Be' al di là di queste considerazioni tecniche che magari al pubblico possono non interessare, ieri dicevo siamo andati in sala, e ci siamo fatti un sacco di risate. Già questo è una garanzia. Ma siamo tornati a casa con qualcos'altro: è evidente che Verdone abbia della Cortellesi - mamma mia, quanto è brava - una stima incredibile, tra l'altro non celata perché lo ha ammesso lui stesso, e insieme funzionano a meraviglia. Tornate indietro nel tempo, quante attrici che hanno lavorato con Carlo hanno avuto il senso dell'umorismo, forse due, massimo tre, mi vengono in mente Eleonora Giorgi e Veronica Pivetti, anche volendo la Ramazzotti, ma come la Cortellesi no, sono una coppia davvero perfetta. Quindi occhio che potrebbero continuare a lavorare assieme.
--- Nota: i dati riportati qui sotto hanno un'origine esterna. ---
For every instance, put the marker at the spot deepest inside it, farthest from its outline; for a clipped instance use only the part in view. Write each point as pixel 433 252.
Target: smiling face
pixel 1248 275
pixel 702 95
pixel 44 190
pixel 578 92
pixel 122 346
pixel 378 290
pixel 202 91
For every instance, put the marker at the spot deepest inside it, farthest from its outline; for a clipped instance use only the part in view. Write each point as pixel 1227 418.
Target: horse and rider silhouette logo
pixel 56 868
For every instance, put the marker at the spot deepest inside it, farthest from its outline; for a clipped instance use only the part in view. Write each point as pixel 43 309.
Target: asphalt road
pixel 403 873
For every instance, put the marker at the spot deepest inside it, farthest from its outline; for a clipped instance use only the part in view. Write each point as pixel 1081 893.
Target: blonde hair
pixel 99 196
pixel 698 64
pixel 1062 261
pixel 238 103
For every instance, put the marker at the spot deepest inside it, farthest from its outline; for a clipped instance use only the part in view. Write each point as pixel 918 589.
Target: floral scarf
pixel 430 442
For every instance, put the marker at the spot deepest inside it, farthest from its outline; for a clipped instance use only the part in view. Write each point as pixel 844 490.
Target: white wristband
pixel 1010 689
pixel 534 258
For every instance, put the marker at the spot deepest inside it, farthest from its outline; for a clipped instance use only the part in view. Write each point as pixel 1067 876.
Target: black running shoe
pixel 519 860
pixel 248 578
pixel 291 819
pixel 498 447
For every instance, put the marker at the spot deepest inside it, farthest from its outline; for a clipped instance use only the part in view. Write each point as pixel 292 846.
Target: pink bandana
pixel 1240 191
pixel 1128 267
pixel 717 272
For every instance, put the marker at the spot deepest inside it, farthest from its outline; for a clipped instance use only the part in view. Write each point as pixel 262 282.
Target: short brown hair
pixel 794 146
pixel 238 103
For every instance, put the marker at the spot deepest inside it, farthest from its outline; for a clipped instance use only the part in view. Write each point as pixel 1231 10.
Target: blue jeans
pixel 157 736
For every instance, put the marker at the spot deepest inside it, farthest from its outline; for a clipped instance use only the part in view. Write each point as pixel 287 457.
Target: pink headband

Lei funziona, funzionano ovviamente i loro duetti (nel trailer impazza la scena del bacio, ma attenzione che quella che fa più ridere - a mia opinione - è la scena della febbre alta, alcune persone in sala strillavano dalle risate), e Verdone, nel personaggio di Federico, una brava persona al quale è crollato il mondo addosso, mette una tenerezza infinita. Il pubblico si identifica e continua a volergli bene. Bravo Carlo!
Due noti dolenti ci stanno: la regia è un pò assente, scolastica, due inquadrature giusto per i dialoghi e via, ma sinceramente se c'è una cosa che non mi è piaciuta sono gli attori di contorno. Già la commedia all'italiana è defunta perché maestri ed eredi sono defunti davvero, il vero problema è che non c'è stato cambio generazionale e nuovi punti di riferimento per questi nuovi attori - giovani - che escono dalle accademie convinti che teatro e cinema sono le stessa cosa. O magari non è quello il problema, non sono così bravi come credono di essere e finisce lì. I caratteristi di una volta non ci sono più - a meno che qualche volto coatto romano vogliamo chiamarlo caratterista - e il film si deve sempre reggere sulle spalle dei protagonisti, affannando il ritmo quando loro non sono in scena, appesantendo alcune situazioni, ma senza queste potenzialità Verdone non riesce - magari volutamente - a graffiare come la trama tenta di suggerirgli. La cattiveria ritrovata nel film precedente qua è un po' annacquata da buoni sentimenti, e allora forse avrebbe dovuto tirare fuori più satira che (facile) comicità.
Rimane un buon film davvero che dobbiamo tutti vedere.